Since the extinction of the mammoth 4,000 years ago, trees (once fodder for a mammoth’s insatiable diet) have become more common in the Arctic, leading to elevated levels of warming and heat absorption and major concerns of permafrost melt, which, according to NASA has the potential to expel up to 1,700 billion tons of carbon. In reviving the woolly mammoth and rewilding the Arctic, Colossal hopes to promote an ecosystem akin to that of the mammoth’s era, a grassland rid of mostly trees with minimal heat absorption and permafrost melt.
The mammoth isn’t the only species Colossal Biosciences is bringing back to help the environment. The company plans to repopulate the island country of Mauritius with the dodo to save the island’s native plant species. While the flightless bird went extinct around 1690, nearly a third of Mauritius’ native fruits are still too large to be dispersed by other native animals, leading to most of the island’s plants being labeled as critically endangered and nearly 57% of its trees at risk of extinction.

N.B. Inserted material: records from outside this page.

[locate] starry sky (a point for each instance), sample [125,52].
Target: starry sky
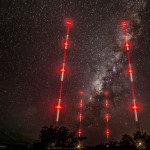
[31,53]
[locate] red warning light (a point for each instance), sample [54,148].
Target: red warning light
[107,131]
[62,70]
[106,104]
[69,22]
[135,107]
[79,132]
[66,43]
[106,93]
[130,70]
[81,104]
[81,92]
[127,45]
[58,107]
[107,116]
[124,24]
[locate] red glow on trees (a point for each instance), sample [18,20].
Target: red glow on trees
[135,107]
[124,24]
[69,22]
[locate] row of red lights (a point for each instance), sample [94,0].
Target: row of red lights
[130,70]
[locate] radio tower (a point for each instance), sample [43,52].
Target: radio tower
[130,70]
[107,116]
[68,23]
[80,118]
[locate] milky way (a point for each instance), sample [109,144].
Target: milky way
[31,53]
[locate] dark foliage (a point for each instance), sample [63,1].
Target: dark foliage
[55,137]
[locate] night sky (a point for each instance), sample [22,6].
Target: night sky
[31,53]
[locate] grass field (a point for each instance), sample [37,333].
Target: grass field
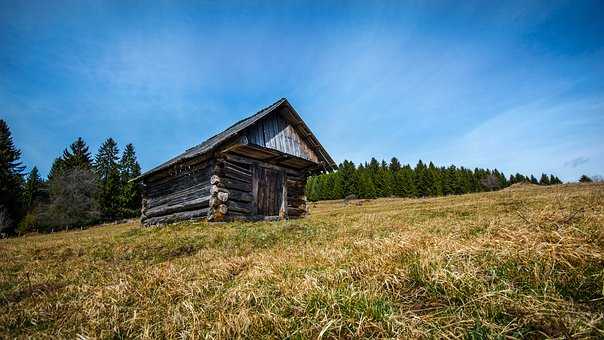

Using CRISPR technology, Colossal is working on altering the cells of a Nicobar pigeon (the dodo’s closest living relative) to create a wild bird primordial germ cell (the precursor to sperm and eggs) with characteristics similar to the dodo. This germ cell can then be implanted in a host chicken to birth a hybrid species functionally similar to a dodo.
While Colossal’s work is nothing short of ambitious, it can only be considered a testament to the limitless potential of CRISPR technology. Few could have imagined the extent to which science and humanity would change by Doudna and Charpentier’s discovery in 2012, and even fewer know what CRISPR will have in store for us in the future.
Colossal Biosciences’ co-founder and CEO Ben Lamm perhaps put it best when he told Texas Monthly that the CRISPR-led technological revolution is “very similar to the moon landing.”